Can I use all correlation metrics also for time series?

#1
I was using the cross correlation function in R (ccf) until now to discover correlations and lags between two time series.

I was wondering if I can use all other correlation metrics for time series as well or are there any restrictions with time series? For example I want to use Spearman's rank correlation coefficient to compare two ordinal scaled time series, is that a valid approach and can I use it to detect lags as well? The same for nominal scaled time series (events like on/off or status) like phi or Cramers V?

Thanks!
 

noetsi

No cake for spunky
#2
If the series trend together, and often they will in time series, then you will get spurious regression characterized by very high [and very wrong] R squared. I would think this would influence any correlation although I have not seen specific measures brought up. What I have seen brought up is the comment that you should not perform regression on time series data as if it was cross sectional if you have any autoregressive elements. Instead you conduct something like regression with autoregressive error (or ARIMA with input variables).

A separate, very important, issue is that commonly a predictor at time t will influence levels of the dependent variable at multiple lags (that is t+1, t+2 etc). So distributed lag models are reccomended if complex.
 
#3
Ok thanks. What would be a proper approach to measure a correlation between a binary signal (or ordinal/nominal) and a continous variable. Let's say I want to find out if a switch influences the temperature in my room (and vice versa)? Can I calculate cross calculation here?
 

noetsi

No cake for spunky
#4
Yes this is essentially cross section (although it is never a bad idea to test for autoregression with a Durbin Watson or better yet more complex test).

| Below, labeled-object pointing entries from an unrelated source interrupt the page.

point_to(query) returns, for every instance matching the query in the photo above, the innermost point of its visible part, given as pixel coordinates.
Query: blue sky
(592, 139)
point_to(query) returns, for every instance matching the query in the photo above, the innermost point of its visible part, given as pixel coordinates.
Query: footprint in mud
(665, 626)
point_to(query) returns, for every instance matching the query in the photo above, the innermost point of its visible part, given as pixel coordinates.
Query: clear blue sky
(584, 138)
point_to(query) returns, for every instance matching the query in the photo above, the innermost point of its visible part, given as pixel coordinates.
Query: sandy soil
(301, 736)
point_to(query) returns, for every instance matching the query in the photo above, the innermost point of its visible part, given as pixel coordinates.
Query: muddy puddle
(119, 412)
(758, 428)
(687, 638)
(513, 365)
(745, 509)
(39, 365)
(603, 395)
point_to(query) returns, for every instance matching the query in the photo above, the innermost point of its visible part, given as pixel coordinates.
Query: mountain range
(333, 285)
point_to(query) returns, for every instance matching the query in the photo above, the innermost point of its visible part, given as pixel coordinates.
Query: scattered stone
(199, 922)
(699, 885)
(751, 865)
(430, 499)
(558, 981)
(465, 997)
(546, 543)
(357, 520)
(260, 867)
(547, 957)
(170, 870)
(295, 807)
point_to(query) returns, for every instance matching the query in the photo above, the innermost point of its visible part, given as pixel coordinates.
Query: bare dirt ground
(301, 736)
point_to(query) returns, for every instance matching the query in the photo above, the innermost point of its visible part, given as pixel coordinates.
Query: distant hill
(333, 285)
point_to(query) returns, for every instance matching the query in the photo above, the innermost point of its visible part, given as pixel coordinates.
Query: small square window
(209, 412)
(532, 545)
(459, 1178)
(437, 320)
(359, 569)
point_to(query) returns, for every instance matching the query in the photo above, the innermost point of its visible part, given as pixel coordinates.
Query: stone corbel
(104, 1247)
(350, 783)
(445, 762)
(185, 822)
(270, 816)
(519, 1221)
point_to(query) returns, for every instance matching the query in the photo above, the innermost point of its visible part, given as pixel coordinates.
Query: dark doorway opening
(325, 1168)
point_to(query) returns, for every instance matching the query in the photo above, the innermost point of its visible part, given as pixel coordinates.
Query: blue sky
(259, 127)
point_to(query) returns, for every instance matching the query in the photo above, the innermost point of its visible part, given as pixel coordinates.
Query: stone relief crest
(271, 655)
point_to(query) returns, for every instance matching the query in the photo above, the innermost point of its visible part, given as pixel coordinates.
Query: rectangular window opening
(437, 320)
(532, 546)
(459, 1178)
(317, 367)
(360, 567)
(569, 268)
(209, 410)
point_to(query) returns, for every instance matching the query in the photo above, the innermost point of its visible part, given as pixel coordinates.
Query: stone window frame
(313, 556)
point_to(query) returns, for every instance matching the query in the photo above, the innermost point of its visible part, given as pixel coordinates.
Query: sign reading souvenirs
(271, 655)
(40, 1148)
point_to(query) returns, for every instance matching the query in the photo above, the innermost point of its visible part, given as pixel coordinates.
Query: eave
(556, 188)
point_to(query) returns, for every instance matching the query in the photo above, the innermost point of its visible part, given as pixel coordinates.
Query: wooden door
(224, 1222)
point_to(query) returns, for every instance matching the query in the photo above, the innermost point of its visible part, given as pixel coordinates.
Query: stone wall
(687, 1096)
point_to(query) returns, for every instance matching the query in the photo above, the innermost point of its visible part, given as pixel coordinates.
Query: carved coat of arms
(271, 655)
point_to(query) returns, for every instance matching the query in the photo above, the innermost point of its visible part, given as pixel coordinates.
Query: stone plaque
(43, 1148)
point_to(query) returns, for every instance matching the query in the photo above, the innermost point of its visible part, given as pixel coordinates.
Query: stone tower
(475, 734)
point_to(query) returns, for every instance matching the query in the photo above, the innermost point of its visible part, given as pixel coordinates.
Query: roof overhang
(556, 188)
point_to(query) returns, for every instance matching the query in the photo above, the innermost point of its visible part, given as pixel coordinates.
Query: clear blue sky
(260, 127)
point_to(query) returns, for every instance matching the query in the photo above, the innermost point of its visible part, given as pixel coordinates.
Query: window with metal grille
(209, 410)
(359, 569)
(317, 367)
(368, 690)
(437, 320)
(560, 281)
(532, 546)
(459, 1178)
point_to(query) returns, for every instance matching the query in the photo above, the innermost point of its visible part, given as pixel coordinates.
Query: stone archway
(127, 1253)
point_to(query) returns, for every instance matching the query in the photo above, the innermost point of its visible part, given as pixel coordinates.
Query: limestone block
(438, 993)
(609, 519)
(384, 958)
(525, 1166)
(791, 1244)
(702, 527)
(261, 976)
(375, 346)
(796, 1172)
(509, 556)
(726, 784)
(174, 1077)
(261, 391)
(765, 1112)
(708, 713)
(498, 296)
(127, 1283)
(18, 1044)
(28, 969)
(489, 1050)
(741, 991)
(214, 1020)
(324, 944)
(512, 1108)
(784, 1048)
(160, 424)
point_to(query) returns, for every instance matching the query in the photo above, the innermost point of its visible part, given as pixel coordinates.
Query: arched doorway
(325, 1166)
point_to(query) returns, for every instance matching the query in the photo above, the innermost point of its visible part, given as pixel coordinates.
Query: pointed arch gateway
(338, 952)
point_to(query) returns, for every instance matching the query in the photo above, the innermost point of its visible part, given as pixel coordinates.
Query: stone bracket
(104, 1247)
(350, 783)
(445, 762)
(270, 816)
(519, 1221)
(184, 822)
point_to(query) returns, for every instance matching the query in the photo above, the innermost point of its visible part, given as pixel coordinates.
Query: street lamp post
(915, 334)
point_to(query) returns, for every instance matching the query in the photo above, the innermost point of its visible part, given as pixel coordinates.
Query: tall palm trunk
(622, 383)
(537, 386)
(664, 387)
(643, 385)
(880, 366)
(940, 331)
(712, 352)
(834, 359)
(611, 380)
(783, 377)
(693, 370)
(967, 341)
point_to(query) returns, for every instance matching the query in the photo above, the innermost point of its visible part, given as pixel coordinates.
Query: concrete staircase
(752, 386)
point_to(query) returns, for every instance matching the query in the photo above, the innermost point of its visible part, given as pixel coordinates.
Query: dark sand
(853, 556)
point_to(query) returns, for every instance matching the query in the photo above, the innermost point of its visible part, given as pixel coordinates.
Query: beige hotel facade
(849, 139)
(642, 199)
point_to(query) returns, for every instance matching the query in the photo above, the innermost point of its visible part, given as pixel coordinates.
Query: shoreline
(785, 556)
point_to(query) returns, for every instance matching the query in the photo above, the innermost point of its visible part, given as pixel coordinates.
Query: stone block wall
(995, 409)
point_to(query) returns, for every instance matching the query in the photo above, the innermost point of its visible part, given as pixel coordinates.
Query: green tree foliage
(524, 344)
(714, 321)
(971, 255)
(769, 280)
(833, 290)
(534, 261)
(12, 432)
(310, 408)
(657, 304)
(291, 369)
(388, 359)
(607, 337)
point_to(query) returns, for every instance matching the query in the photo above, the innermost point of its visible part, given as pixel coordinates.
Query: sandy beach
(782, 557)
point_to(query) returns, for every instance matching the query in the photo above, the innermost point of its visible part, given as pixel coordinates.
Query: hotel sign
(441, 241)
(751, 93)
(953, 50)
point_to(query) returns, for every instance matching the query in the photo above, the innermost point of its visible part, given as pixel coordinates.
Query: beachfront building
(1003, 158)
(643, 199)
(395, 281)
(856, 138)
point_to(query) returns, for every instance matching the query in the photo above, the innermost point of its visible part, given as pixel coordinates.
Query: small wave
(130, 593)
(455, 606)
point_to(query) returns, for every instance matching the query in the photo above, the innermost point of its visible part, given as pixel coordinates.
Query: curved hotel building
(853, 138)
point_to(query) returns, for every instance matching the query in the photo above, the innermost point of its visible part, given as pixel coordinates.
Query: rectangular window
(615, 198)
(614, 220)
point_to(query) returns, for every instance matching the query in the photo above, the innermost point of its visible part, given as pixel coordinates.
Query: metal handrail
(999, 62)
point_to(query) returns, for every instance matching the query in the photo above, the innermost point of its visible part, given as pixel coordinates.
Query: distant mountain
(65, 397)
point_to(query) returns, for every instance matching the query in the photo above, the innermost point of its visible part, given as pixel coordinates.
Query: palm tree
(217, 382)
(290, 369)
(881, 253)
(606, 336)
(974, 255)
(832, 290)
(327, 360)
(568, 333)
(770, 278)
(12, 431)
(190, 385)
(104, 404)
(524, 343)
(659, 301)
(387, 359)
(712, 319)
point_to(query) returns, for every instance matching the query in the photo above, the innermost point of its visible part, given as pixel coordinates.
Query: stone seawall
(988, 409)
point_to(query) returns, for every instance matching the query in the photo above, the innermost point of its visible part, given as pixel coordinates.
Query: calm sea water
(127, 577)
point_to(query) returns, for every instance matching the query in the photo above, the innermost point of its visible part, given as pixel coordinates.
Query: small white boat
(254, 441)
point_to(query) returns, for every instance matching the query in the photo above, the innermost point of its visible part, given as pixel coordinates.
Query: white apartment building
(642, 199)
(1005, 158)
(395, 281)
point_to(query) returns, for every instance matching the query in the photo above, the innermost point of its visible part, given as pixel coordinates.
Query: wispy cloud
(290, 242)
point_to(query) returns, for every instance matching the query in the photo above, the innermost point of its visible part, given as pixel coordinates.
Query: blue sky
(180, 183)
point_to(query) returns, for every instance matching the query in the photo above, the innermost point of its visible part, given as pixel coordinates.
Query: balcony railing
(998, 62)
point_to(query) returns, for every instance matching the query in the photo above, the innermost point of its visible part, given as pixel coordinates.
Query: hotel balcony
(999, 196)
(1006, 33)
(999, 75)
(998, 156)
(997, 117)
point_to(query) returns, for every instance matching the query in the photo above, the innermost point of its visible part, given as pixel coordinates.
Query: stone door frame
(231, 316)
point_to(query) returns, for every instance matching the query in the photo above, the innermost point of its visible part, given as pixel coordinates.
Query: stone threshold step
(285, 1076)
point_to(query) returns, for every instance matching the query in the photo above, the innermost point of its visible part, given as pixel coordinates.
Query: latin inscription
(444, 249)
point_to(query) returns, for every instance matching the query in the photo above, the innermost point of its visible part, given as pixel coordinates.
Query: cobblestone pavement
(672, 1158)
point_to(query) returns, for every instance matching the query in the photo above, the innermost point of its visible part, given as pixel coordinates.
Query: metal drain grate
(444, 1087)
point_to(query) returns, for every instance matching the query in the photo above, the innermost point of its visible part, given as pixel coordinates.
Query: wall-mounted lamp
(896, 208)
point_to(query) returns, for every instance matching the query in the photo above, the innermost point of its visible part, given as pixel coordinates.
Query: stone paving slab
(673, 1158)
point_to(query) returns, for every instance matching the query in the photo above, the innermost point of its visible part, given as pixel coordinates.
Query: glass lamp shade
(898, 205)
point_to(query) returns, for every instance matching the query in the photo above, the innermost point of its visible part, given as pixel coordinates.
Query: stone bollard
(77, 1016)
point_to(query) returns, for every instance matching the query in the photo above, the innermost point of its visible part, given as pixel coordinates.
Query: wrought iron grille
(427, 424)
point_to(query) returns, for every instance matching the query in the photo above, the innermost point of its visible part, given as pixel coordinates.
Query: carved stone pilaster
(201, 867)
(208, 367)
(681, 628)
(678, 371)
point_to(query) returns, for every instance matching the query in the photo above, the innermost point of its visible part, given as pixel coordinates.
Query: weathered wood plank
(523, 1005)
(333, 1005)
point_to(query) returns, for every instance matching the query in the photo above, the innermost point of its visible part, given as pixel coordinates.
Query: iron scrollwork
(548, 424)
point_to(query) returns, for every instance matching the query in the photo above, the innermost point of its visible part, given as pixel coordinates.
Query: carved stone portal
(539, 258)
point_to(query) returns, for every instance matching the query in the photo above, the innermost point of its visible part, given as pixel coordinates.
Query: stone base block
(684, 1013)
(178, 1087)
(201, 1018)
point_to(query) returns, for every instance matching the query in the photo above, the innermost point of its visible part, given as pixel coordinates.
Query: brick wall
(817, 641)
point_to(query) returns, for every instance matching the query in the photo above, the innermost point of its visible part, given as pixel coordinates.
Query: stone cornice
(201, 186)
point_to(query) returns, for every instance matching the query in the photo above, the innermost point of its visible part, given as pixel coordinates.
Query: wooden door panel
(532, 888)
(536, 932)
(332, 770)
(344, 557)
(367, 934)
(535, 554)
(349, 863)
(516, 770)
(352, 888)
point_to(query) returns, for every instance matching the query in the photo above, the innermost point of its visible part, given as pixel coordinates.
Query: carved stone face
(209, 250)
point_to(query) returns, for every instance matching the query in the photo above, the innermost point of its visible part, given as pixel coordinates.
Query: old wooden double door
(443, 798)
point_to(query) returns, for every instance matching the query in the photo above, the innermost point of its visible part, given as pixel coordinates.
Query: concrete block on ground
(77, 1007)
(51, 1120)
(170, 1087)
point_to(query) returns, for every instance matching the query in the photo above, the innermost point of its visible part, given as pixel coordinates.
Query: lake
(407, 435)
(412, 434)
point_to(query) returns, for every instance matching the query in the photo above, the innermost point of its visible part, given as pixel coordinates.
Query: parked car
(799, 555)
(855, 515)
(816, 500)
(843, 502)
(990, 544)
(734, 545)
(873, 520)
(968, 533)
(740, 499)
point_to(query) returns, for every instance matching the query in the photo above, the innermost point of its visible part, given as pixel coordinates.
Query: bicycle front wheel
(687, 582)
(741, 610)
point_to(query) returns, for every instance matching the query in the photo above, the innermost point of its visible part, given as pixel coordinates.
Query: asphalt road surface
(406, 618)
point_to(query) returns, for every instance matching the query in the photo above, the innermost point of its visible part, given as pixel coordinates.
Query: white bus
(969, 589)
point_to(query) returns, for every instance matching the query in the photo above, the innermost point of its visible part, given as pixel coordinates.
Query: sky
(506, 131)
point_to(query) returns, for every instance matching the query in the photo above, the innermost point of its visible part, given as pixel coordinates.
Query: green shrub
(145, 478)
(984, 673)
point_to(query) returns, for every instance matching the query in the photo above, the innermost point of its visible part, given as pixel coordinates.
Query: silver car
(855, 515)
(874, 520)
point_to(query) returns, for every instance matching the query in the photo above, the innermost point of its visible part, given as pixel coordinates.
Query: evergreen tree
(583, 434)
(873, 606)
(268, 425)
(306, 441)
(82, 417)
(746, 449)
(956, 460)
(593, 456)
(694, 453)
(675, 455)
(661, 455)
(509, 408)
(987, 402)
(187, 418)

It does not matter what type of data the predictors are (continuous, ordinal, nominal) only the form of the dependent (predicted) variable. Temperature which is your predicted variable I think, is continuous. You could run a t test or linear regression to do this (they are essentially the same thing although a t test won't show you how much the change is).

Regression, nearly all statistics, assumes your predictors influence the predicted variable. Not that the predicted variable influence the predictors. If the switch is influencing the temperature and the temperature is influencing the switch (commonly referred to as feedback) you have violated the assumptions of all these methods. The only technique I know of which will address this is structural equation models which is considerably more complex than regression.